Between the down payment and mortgage payments, Katchen says new homeowners end up having to limit the amount that they go out with friends or visit their families because they are cramped by making payments toward their house.
"For me, that is a terrible investment, because you are buying this thing but sacrificing your life to do it," he says.
Katchen, who is building his second business and lives in Toronto, says he could afford to buy a house, but he chooses to rent.
"I could afford a home, and I might buy a home. But I am buying it because, for me, it would be a home, not because I think it is a great investment — and to me that is the distinction," he says.
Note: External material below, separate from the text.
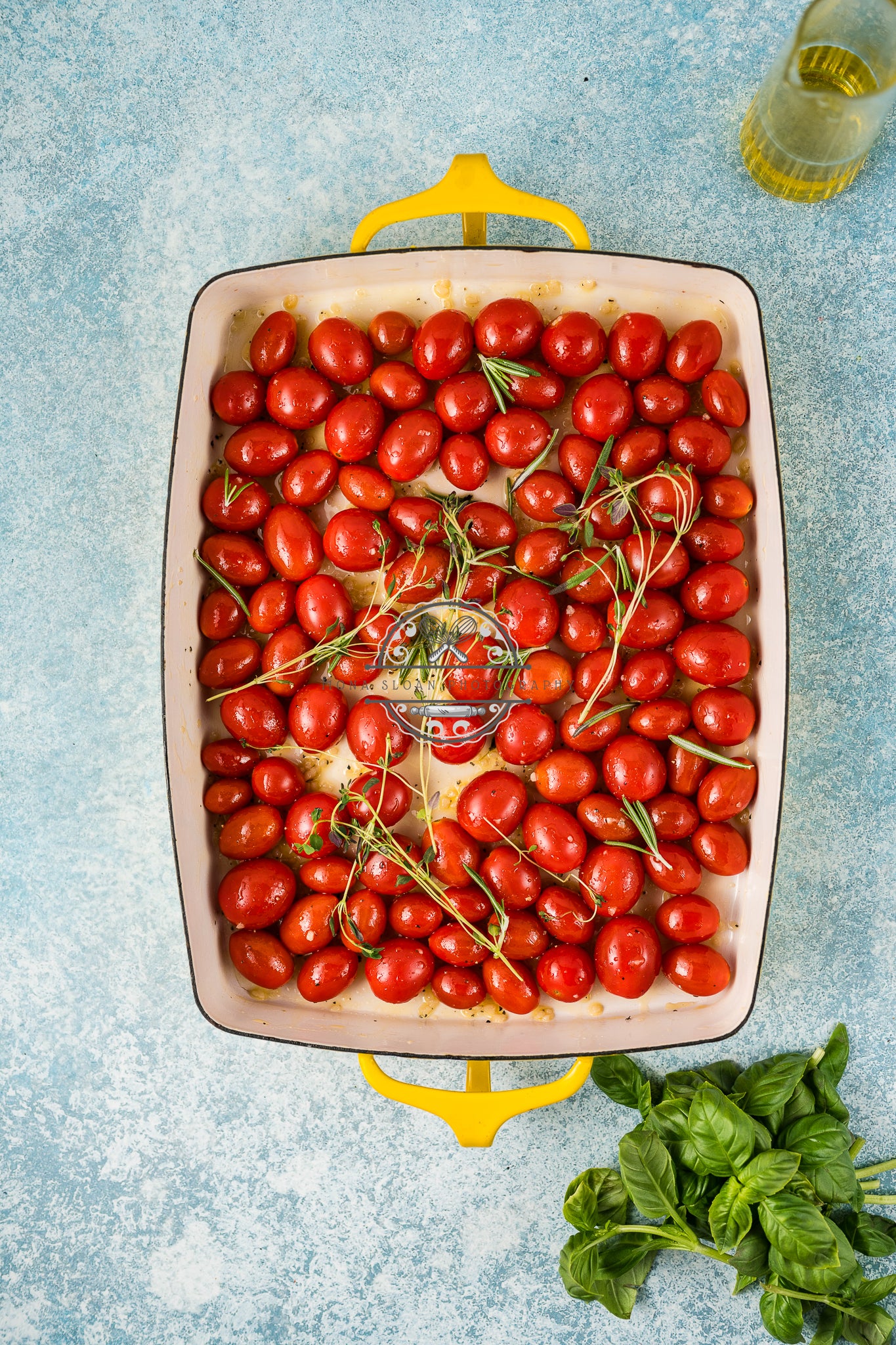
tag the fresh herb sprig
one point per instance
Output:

After a couple years working at the consulting company McKinsey, Katchen joined his two friends in 2011 to grow their Y Combinator-backed start-up 1000memories, which turned smart phones into photo scanners. Three years later, they sold the company to Ancestry.com. In September 2014, he and the 1000memories co-founders, Brett Huneycutt and Rudy Adler, started Wealthsimple, which aims to streamline investing for young people.
Wealthsimple now has 30,000 customers and over $1 billion in assets under management, according to the company. Katchen, who fell in love with investing when he was just 12 years old, wants WealthSimple to be Vanguard for millennials, with $1 trillion in assets under management in 15 years.
There are better investments than real estate, Katchen says: "I would pick a diversified portfolio over a house as an investment."
Katchen is not alone in suggesting that young people think twice about home ownership. "Why is the goal in America always to buy a house?" asks Ramit Sethi, personal finance guru and author of The New York Times best-selling book "I Will Teach You To Be Rich," in a blog post.
"Why are more and more people choosing to rent (including me)? Oh, I don't know … maybe it's the fact that in large cities, it makes no financial sense to buy. Or that as an asset class, real estate dramatically under-performs the stock market."
There are still, however, plenty of experts who push homeownership as a way to build wealth.
Self-made millionaire and author of "The Automatic Millionaire" David Bach says that not working to buy a home is "the single biggest mistake millennials are making." Buying a home is an "an escalator to wealth," he says.
"If millennials don't buy a home, their chances of actually having any wealth in this country are little to none," says Bach.
"I am a true believer that you save every penny and you buy your first house. And that is still the fastest path to wealth in this country," Conlon says.